Comics Making : teaching the technology of comics (Argle Bargle; 2021) é uma colecção de ensaios de Sperandio de como fazer Banda Desenhada à sua maneira, isto é, usando BDs antigas e dando-lhes um belo de um tratamento
"detournement" situacionista para passar novas mensagens (políticas). A ideia não é nova, claro, e nada melhor do que reciclar o lixo da História para fazer Arte nova, como os franceses Samplerman ou o Fredox e o português
40 Ladrões. Para política, o lixo se não for contemporâneo, como faziam os Situacionistas ou fazem os activistas "underground", coloca alguns problemas...

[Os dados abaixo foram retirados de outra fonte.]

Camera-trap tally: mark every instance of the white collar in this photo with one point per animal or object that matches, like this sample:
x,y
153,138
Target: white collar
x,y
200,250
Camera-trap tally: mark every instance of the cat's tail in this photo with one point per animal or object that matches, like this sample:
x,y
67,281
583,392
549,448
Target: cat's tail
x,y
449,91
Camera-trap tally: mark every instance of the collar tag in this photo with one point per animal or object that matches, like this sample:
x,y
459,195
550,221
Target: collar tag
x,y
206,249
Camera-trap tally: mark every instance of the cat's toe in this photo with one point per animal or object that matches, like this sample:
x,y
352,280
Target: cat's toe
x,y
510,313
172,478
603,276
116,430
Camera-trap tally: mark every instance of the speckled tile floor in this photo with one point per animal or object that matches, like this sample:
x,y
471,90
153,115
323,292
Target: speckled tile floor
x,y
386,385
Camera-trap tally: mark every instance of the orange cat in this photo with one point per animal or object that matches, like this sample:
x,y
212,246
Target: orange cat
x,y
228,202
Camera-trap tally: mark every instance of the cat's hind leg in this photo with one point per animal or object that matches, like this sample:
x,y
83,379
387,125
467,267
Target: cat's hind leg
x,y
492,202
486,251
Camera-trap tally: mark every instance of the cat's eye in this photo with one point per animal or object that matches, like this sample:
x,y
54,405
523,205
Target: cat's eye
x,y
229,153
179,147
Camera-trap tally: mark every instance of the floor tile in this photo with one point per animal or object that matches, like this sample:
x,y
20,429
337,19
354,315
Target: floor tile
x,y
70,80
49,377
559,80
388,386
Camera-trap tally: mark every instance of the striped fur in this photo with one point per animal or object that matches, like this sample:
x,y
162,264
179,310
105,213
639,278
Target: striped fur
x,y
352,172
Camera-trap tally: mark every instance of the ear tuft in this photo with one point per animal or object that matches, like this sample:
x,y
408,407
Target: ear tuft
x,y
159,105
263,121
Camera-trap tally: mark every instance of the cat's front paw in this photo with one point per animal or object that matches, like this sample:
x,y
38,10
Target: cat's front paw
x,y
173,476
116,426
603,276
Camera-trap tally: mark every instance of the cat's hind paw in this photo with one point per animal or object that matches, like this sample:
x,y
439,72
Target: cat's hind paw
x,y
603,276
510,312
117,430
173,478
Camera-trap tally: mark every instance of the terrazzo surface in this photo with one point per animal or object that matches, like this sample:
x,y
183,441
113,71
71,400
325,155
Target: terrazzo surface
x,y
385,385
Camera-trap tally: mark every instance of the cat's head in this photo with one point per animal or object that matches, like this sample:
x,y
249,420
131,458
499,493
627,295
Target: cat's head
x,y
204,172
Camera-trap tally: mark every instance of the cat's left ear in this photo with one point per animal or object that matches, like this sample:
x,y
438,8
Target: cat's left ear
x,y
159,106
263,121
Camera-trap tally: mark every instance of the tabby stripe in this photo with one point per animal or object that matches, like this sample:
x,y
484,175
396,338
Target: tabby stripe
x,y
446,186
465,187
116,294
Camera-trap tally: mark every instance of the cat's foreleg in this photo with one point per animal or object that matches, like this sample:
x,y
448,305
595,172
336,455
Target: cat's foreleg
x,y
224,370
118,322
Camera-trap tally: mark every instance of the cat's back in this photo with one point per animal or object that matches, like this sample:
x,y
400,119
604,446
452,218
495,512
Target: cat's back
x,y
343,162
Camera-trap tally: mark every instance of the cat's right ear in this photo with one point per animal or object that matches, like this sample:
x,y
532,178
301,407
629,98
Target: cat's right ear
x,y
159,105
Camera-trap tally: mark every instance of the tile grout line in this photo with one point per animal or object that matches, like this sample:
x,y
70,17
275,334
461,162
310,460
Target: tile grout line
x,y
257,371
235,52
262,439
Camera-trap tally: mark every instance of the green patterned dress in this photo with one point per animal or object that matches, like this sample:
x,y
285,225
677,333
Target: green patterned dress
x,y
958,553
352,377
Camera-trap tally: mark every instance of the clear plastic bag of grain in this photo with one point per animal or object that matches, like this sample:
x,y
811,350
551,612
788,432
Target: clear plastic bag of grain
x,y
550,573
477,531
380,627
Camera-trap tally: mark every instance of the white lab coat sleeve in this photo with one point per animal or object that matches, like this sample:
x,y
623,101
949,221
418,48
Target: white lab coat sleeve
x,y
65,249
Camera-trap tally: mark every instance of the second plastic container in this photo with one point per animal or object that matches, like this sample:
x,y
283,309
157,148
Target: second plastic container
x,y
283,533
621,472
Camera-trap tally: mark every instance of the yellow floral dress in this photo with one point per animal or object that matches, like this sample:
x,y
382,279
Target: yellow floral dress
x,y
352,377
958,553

Há um limite temporal-legal que Sperandio utiliza para usar o material dos outros para rapinar. Este tem de estar perdido para os olhos dos advogados da propriedade intelectual, e é por isso que ele (ou o Fredox e o Samplerman, já agora) usa "comic-books" com uma boa idade para cima dos 75 anos de existência, ou seja, quando essas criações entram em domínio público. A questão é como usar essa lixeira popular para as novas lutas sociais e políticas deste século, sem parecer anacrónico? Ou não ser uma dor de cabeça para o autor actual procurar imagens que tenham ainda aura para os dias de hoje? A mim parece-me impossível, especialmente quando não há quase mulheres representadas (uma conclusão que o próprio Sperandio indica numa BD no tal livro da Kuš!) ou "bem representadas" porque elas aparecem como meras companheiras dos homens, submissas e a servirem de isca para serem salvas pelo super-macho com músculos. E africanos ou asiáticos? Estes são também pouco representados, ou pior, quando o são, são subalternos, sub-humanos ou vilões! Não há "detournement" que valha quando a matéria visual é logo limitado em riqueza (ou na mera realidade) humana.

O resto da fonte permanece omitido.